There was no error or illegality in the said finding of the High Court.
[
As
regards re-appointment of retired directors on the theory of legitimate
expectation, the High Court found that appointment of eight directors without a
‘specific agenda’ was irregular due to technical reason ; and that as per the
agenda only six directors could be elected.

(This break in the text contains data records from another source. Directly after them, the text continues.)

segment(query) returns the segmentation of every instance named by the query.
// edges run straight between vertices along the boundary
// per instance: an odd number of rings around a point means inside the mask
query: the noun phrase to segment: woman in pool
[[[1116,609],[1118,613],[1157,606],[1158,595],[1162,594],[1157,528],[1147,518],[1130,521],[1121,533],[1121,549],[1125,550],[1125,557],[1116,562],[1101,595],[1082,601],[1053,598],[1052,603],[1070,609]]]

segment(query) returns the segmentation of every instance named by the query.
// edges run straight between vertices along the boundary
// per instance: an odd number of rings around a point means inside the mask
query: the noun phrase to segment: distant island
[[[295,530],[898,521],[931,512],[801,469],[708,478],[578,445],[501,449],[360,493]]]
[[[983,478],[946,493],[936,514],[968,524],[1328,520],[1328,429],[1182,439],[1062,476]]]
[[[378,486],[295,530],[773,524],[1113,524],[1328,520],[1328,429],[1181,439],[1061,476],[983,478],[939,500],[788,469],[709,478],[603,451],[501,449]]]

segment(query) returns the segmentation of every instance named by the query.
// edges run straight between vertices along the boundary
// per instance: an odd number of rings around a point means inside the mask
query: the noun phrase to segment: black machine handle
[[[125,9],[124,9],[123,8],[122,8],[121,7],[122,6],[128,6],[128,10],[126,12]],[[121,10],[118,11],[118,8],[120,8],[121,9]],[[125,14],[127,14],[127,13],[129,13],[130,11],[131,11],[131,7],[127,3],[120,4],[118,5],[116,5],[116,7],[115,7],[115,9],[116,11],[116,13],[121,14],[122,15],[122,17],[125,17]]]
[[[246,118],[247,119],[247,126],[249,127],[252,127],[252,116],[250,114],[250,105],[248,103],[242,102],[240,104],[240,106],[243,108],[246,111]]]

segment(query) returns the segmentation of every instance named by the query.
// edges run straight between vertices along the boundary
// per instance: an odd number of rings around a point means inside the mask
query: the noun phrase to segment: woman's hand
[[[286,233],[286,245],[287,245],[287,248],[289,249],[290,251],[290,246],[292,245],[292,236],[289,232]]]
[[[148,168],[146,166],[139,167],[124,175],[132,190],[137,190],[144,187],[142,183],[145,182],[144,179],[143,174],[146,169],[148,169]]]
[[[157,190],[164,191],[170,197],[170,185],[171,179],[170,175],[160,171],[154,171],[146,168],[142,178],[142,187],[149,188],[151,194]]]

The said conclusion was to be accepted. [
As
regards the allotment of ‘right shares’ to the public, the CLB had concluded
that without a ‘special resolution’ by 2/3rd majority shareholders right shares
could not be offered to outsiders.
Inasmuch as the above said conclusion was in terms of the statutory
provisions, the High Court had rightly approved the same. [
In
respect of the issue relating to issuance of duplicate shares to ‘P’ it was relevant to mention that the same
board approved the said action when the first petitioner also attended the
meeting. It was brought to the notice of
the Court that duplicate shares were issued on receipt of indemnity bond as
provided under section 84(2). In those
circumstances, the High Court had concluded that indemnity bond and documents
produced would show that share transfer was also effected validly. Further the decision to issue duplicate
shares to ‘P’ and transfer of the same were not challenged in the company
petition. Therefore, the ultimate decision arrived by the High Court was to be
accepted. [
Coming
to the allegation as to acts of mis-management particularly regarding the
arrangement with special investigating centre, it was proved that the agreement
with the special investigating centre was made when the petitioner Nos. 1 to 4
as well as their supporting NRI directors were in the Board and in active
management. However, the High Court had
directed the company auditor to go through the agreement with the special
investigating centre and also the accounts and submit a report and thereafter,
the same should be placed before the board for appropriate action. The said direction was reasonable and
acceptable. [
The CLB
missed a most basic principle of section 397, namely, that mere unfairness does
not constitute oppression. When the
petitioners were given the right to subscribe to the 'rights issue' along with
all others in the same proportion, no prejudice, whatsoever, could have been
caused to them. It was not in dispute
even by the petitioners that the need for more funds was an admitted position.
In fact, no unfair prejudice had been caused to the petitioners. The CLB failed to take note of all those
vital aspects and relied on irrelevant materials. Apart from those, it was pointed out that the
company having turned the corner and doing well, it would be fair exercise of
discretion by the Supreme Court not to interfere with the High Court judgment.
[
The
impugned judgment of the High Court was fair to both sides and safeguarded the
interest of the directors and shareholders. Hence, there was no valid ground to
interfere therewith under article 136 of the Constitution of India and,
consequently, the appeal was to be dismissed. [
Westfort Hi-Tech Hospital Ltd. v. V.S. Krishnan [2007] 76 SCL 185 (Ker.) - Affirmed.